What about this on so-called "defensive medicine"? Here is what the report you cite says about that: "[W]hen CBO applied the methods used in the study of Medicare patients hospitalized for two types of heart disease to a broader set of ailments, it found no evidence that restrictions on tort liability reduce medical spending. Moreover, using a different set of data, CBO found no statistically significant difference in per capita health care spending between states with and without limits on malpractice torts."

Access to health care? The report you cite says this: "GAO investigated the situations in five states with reported access problems and found mixed evidence. On the one hand, GAO confirmed instances of reduced access to emergency surgery and newborn delivery, albeit "in scattered, often rural, areas where providers identified other long-standing factors that affect the availability of services." On the other hand, it found that many reported reductions in supply by health care providers could not be substantiated or "did not widely affect access to health care."

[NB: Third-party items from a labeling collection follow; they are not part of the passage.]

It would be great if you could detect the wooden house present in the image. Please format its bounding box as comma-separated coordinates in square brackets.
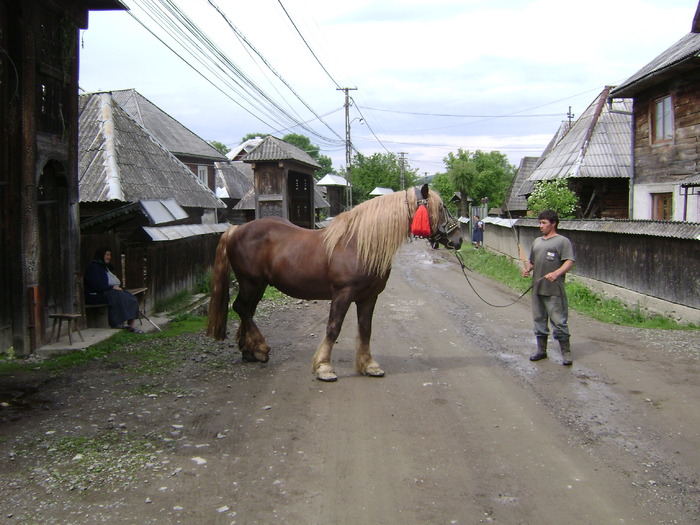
[518, 87, 632, 219]
[0, 0, 125, 355]
[78, 92, 226, 312]
[316, 173, 349, 217]
[243, 135, 321, 228]
[111, 89, 227, 222]
[215, 160, 255, 224]
[503, 157, 539, 218]
[610, 4, 700, 222]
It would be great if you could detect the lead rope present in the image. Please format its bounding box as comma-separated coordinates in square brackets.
[453, 248, 544, 308]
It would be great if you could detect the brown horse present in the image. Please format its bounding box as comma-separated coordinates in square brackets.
[207, 185, 462, 381]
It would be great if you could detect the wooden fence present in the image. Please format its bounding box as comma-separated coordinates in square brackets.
[484, 217, 700, 316]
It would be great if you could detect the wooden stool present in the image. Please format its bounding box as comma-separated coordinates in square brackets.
[49, 314, 85, 345]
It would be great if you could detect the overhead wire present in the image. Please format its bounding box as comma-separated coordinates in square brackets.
[207, 0, 343, 140]
[129, 0, 342, 146]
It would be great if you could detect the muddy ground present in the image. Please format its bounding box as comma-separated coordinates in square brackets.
[0, 242, 700, 525]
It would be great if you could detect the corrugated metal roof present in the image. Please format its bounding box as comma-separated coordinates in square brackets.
[214, 161, 253, 199]
[139, 199, 189, 224]
[78, 93, 226, 208]
[515, 218, 700, 241]
[143, 222, 231, 242]
[528, 88, 632, 186]
[243, 135, 321, 169]
[112, 89, 226, 161]
[316, 173, 348, 186]
[369, 186, 394, 196]
[610, 32, 700, 97]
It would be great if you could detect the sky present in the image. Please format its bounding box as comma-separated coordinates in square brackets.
[80, 0, 698, 175]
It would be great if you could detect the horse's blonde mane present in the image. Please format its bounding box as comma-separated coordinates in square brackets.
[323, 188, 442, 275]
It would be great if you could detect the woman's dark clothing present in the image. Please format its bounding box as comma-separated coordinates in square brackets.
[84, 259, 139, 328]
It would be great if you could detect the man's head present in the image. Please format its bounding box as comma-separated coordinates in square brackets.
[537, 210, 559, 237]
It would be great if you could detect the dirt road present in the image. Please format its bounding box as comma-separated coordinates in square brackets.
[0, 242, 700, 525]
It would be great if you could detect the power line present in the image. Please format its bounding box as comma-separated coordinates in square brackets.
[358, 107, 561, 118]
[277, 0, 343, 89]
[129, 0, 342, 146]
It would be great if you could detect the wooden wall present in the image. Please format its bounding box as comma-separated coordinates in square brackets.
[634, 69, 700, 184]
[484, 220, 700, 308]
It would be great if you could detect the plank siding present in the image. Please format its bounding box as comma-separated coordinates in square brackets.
[634, 71, 700, 184]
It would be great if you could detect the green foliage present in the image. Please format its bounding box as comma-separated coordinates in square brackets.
[460, 245, 699, 330]
[527, 179, 579, 219]
[444, 148, 516, 215]
[350, 153, 419, 204]
[430, 173, 461, 215]
[209, 140, 231, 155]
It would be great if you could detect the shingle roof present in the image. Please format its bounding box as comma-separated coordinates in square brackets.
[515, 218, 700, 240]
[243, 135, 321, 169]
[112, 89, 226, 161]
[214, 161, 253, 199]
[504, 157, 540, 211]
[610, 32, 700, 98]
[528, 87, 632, 181]
[78, 93, 226, 208]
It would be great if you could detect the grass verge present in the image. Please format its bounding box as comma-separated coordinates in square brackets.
[460, 245, 700, 330]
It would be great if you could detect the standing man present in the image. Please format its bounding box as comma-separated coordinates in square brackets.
[522, 210, 574, 366]
[472, 215, 484, 250]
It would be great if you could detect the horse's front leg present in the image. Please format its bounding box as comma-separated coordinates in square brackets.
[311, 296, 351, 381]
[355, 295, 384, 377]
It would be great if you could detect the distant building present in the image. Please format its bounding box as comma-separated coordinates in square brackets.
[610, 5, 700, 222]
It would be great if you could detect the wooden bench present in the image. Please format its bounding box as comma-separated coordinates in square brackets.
[85, 288, 148, 328]
[49, 313, 85, 346]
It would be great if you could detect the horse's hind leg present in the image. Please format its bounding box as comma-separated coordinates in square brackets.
[233, 281, 270, 363]
[355, 295, 384, 377]
[311, 297, 350, 381]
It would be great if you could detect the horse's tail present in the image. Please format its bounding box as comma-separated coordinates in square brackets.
[207, 226, 236, 341]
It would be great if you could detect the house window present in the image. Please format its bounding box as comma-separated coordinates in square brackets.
[654, 95, 673, 142]
[197, 166, 209, 185]
[651, 193, 673, 221]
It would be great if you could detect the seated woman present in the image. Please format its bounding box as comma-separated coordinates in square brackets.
[84, 248, 143, 334]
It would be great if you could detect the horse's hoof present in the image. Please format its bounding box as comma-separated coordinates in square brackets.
[365, 367, 384, 377]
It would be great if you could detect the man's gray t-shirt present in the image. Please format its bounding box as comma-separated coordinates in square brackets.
[530, 234, 575, 295]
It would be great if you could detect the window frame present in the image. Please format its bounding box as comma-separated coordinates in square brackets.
[197, 164, 209, 186]
[651, 95, 676, 144]
[649, 192, 673, 221]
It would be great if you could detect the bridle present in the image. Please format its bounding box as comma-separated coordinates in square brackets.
[428, 206, 460, 247]
[406, 185, 460, 247]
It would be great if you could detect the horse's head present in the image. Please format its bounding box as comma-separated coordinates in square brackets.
[429, 200, 462, 250]
[416, 184, 462, 250]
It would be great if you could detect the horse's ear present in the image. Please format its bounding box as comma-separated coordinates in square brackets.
[420, 184, 428, 199]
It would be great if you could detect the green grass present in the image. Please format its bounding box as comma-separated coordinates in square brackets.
[0, 315, 207, 376]
[460, 245, 700, 330]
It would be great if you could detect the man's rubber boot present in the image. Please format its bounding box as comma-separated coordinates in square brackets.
[559, 339, 574, 366]
[530, 336, 547, 361]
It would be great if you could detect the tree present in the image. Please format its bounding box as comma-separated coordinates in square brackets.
[444, 148, 516, 216]
[527, 179, 579, 219]
[209, 140, 231, 155]
[350, 153, 418, 204]
[430, 173, 460, 214]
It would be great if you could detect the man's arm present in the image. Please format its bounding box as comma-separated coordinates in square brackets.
[544, 259, 574, 281]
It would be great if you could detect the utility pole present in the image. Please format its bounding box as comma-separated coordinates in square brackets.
[336, 88, 357, 210]
[399, 151, 408, 190]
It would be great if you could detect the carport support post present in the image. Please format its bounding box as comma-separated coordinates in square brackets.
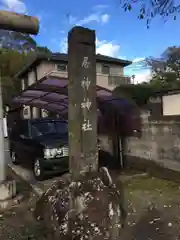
[68, 27, 98, 180]
[0, 11, 39, 197]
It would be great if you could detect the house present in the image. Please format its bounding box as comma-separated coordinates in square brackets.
[15, 53, 131, 118]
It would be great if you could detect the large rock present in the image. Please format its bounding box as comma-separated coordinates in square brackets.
[35, 168, 126, 240]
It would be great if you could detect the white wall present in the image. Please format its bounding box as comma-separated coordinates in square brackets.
[162, 94, 180, 116]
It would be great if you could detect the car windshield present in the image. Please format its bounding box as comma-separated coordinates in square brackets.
[31, 121, 68, 137]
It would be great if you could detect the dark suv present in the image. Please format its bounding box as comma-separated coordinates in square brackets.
[9, 119, 69, 180]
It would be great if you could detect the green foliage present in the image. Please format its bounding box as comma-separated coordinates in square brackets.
[120, 0, 180, 28]
[114, 46, 180, 106]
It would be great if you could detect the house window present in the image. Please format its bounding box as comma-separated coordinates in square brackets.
[102, 65, 110, 74]
[56, 64, 67, 72]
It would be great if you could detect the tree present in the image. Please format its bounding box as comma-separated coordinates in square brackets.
[146, 46, 180, 88]
[120, 0, 180, 27]
[0, 30, 37, 51]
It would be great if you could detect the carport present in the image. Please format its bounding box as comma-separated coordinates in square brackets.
[10, 75, 141, 168]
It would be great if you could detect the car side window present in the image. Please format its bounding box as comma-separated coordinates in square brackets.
[19, 122, 29, 137]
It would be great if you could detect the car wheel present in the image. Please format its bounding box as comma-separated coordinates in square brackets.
[33, 159, 44, 181]
[11, 151, 19, 165]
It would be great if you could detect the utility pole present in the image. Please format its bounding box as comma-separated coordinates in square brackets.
[0, 11, 39, 194]
[0, 68, 6, 182]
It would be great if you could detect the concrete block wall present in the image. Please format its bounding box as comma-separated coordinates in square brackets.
[124, 111, 180, 171]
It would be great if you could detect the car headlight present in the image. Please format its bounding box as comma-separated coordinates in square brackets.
[44, 148, 63, 159]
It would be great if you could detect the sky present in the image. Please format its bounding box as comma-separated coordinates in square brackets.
[0, 0, 180, 82]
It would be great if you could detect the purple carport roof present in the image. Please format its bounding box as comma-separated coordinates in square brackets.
[12, 76, 140, 135]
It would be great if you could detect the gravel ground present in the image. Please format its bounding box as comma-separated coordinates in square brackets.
[0, 170, 180, 240]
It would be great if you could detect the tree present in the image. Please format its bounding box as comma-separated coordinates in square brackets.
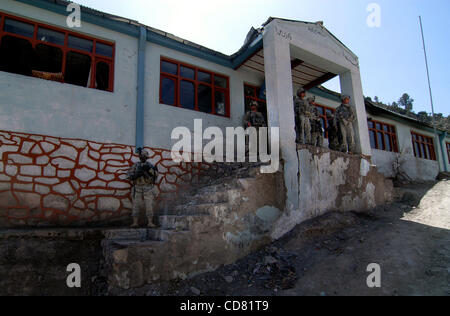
[417, 111, 429, 123]
[398, 93, 414, 112]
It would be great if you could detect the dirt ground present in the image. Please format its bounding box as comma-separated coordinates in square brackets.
[123, 180, 450, 296]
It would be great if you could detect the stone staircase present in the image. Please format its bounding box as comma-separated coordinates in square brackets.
[102, 167, 282, 291]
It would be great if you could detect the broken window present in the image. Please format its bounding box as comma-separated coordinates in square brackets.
[180, 80, 195, 110]
[64, 52, 92, 87]
[368, 120, 398, 152]
[95, 61, 111, 90]
[0, 35, 36, 76]
[0, 15, 114, 91]
[33, 44, 63, 73]
[159, 58, 230, 117]
[411, 132, 436, 160]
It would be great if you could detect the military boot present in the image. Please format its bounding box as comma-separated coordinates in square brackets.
[131, 216, 139, 228]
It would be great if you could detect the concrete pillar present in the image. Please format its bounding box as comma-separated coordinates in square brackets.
[264, 23, 299, 211]
[339, 70, 372, 156]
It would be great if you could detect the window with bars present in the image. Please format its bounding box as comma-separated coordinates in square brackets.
[159, 58, 230, 117]
[411, 132, 436, 160]
[446, 143, 450, 164]
[368, 120, 398, 153]
[244, 84, 267, 122]
[315, 103, 336, 138]
[0, 12, 115, 92]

Since you cite the report, I am sure you agree with this: "Second, evidence suggests that very few medical injuries ever become the subject of a tort claim. The 1984 New York study estimated that 27,179 cases of medical negligence occurred in hospitals throughout the state that year, but only 415–or 1.5 percent–led to claims." A real crisis in the number of malpractice cases, isn’t there Steven? Face the facts: most mistakes are buried, and the families have no idea what happened to their loved ones.

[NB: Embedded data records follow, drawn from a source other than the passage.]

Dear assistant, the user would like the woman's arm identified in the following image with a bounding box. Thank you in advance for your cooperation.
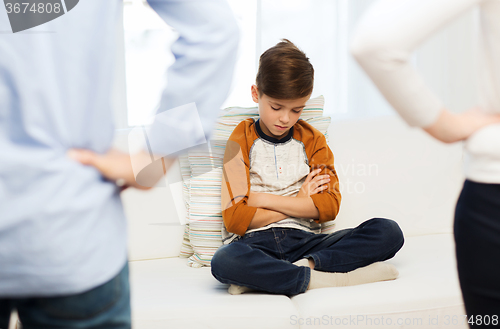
[351,0,498,142]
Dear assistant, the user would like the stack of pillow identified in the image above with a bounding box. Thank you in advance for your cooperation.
[179,96,334,267]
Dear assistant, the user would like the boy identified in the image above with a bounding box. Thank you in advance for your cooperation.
[211,39,404,295]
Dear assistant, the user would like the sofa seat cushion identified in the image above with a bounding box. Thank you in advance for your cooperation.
[292,234,467,328]
[130,258,298,329]
[130,234,467,329]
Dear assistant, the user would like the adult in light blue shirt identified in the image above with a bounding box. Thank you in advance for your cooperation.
[0,0,239,328]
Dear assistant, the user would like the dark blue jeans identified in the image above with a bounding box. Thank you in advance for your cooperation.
[0,262,131,329]
[454,180,500,320]
[211,218,404,295]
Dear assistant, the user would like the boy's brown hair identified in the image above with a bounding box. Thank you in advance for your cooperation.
[256,39,314,99]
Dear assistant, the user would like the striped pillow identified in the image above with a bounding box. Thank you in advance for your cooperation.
[179,96,335,267]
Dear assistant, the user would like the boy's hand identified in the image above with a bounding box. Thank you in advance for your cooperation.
[295,168,330,197]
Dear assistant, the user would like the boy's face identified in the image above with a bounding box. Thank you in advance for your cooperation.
[252,85,311,139]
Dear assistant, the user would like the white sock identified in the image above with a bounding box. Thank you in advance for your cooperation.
[308,262,399,289]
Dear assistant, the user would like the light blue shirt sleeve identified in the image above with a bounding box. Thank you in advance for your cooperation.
[148,0,239,156]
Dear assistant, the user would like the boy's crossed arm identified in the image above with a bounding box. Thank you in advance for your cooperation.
[248,169,330,229]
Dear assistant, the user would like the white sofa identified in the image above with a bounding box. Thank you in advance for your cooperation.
[123,116,467,329]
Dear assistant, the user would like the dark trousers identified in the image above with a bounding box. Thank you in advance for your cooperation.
[454,180,500,327]
[0,262,131,329]
[211,218,404,295]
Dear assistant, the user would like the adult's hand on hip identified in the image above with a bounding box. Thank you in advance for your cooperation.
[67,148,175,190]
[423,107,500,143]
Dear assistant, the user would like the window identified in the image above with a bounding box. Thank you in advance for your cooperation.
[124,0,475,126]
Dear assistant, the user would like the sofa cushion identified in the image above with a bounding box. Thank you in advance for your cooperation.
[130,257,299,329]
[292,234,467,328]
[130,234,466,329]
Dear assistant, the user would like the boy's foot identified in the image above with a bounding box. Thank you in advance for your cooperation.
[227,284,255,295]
[308,262,399,289]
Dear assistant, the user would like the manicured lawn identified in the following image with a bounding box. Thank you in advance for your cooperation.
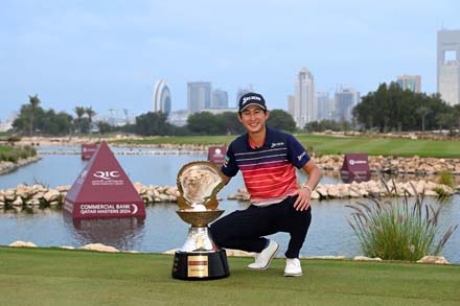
[0,247,460,306]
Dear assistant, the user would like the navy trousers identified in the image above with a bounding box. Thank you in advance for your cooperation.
[210,196,311,258]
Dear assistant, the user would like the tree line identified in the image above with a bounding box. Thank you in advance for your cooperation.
[6,83,460,136]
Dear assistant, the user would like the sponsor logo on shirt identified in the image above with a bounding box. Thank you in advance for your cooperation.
[271,142,284,149]
[222,155,230,167]
[297,151,307,160]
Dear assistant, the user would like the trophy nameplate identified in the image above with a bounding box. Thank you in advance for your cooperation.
[172,161,230,280]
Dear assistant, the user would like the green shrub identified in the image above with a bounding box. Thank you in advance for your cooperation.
[347,182,458,261]
[437,170,454,187]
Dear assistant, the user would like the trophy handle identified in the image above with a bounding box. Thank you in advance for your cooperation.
[177,194,190,210]
[206,195,219,210]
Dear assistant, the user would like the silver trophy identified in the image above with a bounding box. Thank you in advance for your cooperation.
[172,161,229,280]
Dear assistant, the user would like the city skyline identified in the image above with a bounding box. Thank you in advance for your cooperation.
[0,0,460,121]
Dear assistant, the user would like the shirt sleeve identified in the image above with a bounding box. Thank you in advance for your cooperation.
[287,134,310,169]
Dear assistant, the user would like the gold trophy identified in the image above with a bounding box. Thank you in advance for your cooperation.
[172,161,230,280]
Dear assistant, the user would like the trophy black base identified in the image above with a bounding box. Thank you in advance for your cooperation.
[172,250,230,280]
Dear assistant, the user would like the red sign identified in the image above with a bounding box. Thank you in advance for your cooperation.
[81,143,97,160]
[64,142,145,219]
[208,146,227,165]
[340,153,371,183]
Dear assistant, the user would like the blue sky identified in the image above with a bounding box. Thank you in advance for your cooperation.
[0,0,460,121]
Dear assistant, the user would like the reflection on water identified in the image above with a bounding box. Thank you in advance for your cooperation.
[0,148,460,264]
[0,196,460,264]
[63,212,144,250]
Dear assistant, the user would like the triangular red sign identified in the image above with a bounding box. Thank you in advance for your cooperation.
[64,142,145,219]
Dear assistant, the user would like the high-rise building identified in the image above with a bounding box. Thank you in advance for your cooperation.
[152,80,172,115]
[316,91,333,120]
[396,74,422,93]
[438,30,460,105]
[211,89,228,109]
[334,88,360,122]
[187,82,212,114]
[293,67,318,129]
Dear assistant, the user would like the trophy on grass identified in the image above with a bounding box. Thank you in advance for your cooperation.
[172,161,230,280]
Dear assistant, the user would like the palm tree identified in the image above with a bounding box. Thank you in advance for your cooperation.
[74,106,86,134]
[85,106,96,136]
[29,94,40,136]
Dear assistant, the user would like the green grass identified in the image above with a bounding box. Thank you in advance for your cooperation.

And, finally, the bottom line of the report you cite: "[T]he evidence available to date does not make a strong case that restricting malpractice liability would have a significant effect, either positive or negative, on economic efficiency."

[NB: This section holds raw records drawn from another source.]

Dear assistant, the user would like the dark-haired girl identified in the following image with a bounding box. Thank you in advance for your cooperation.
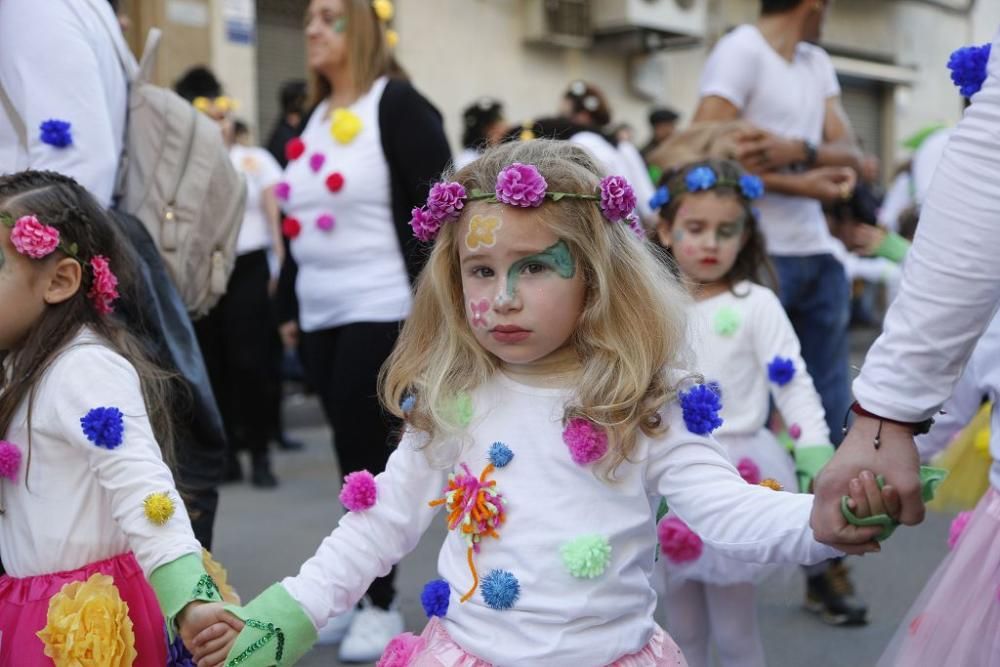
[650,160,833,667]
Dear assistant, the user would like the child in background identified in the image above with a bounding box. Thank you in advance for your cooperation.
[193,140,874,667]
[651,160,833,667]
[0,171,234,667]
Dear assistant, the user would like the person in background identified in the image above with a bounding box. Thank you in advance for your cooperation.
[455,97,509,169]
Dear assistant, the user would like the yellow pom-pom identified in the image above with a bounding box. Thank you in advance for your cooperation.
[760,477,785,491]
[372,0,396,23]
[37,574,137,667]
[142,492,174,526]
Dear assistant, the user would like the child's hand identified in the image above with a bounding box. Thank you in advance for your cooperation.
[177,602,243,667]
[847,470,901,521]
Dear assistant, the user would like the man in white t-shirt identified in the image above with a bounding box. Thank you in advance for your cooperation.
[694,0,867,625]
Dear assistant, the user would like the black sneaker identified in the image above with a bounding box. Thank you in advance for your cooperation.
[805,560,868,625]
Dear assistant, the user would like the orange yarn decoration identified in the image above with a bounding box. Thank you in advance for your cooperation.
[429,463,507,602]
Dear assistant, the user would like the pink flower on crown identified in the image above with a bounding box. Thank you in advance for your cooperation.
[10,215,59,259]
[496,162,549,208]
[87,255,118,315]
[601,176,635,222]
[427,181,466,223]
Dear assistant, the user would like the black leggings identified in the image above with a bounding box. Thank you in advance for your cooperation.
[301,322,402,609]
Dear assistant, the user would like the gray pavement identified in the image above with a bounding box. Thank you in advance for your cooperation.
[215,330,951,667]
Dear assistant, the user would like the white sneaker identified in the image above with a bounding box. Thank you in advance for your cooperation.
[316,609,354,646]
[340,600,403,662]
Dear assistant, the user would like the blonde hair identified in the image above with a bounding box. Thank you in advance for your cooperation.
[307,0,393,108]
[379,139,688,475]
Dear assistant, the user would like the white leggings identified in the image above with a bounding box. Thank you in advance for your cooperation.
[664,581,765,667]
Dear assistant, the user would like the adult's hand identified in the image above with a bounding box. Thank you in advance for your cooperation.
[810,416,924,553]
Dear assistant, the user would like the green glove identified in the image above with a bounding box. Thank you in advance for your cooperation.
[840,466,948,542]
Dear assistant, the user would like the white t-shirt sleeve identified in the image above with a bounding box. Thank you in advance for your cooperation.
[281,431,447,628]
[0,0,124,205]
[699,26,760,110]
[854,28,1000,422]
[751,286,830,447]
[32,344,201,576]
[647,405,840,564]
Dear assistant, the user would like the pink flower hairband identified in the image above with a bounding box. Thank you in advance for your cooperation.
[0,213,118,315]
[410,162,643,242]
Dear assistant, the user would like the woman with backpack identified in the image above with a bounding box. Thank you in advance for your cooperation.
[276,0,451,662]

9. "Finally, There is a legal jackpot system in this country, where physicians are forced to be judged by a non-medically trained jury with the fortune of hind-sight."

Well, it is good to know that you read your mail from the Chamber of Commerce. "Non-medically trained jury?" They become trained enough through the trial to figure out how to determine the standard of care. How use do you explain the cases where the health care industry wins? Are those just flukes by a "non-medically trained" jury? Are you advocating special courts for health care providers? Those proposals always amaze me – as if a subset of our society is entitled to special treatment in our judicial system because "what we do is just too complicated for the mere mortals to understand." Give me a break. The arrogance just drips off of statements like that. Doctors don’t deserve a special judicial system, and neither do trucks drivers or bricklayers.

And by the way, Steven – I don’t ask for juries in medical malpractice cases because I think the billions of the dollars the healthcare industry has spent attacking the civil justice system (rather than preventing malpractice) has so contaminated the jury pool that my clients have difficulty getting a fair shake in front of a jury. But I still get a jury – because the defendant health care provider demands one. The hypocrisy is deafening – defendants demand juries, praise them when they decide a case for a defendant and damn they when lose.

Keep the comments coming, Steven. Every single one of them helps the readers understand that your position is based on pure emotion, bias and prejudice, firmly rooted in the belief that health care providers deserve special treatment in our civil justice system.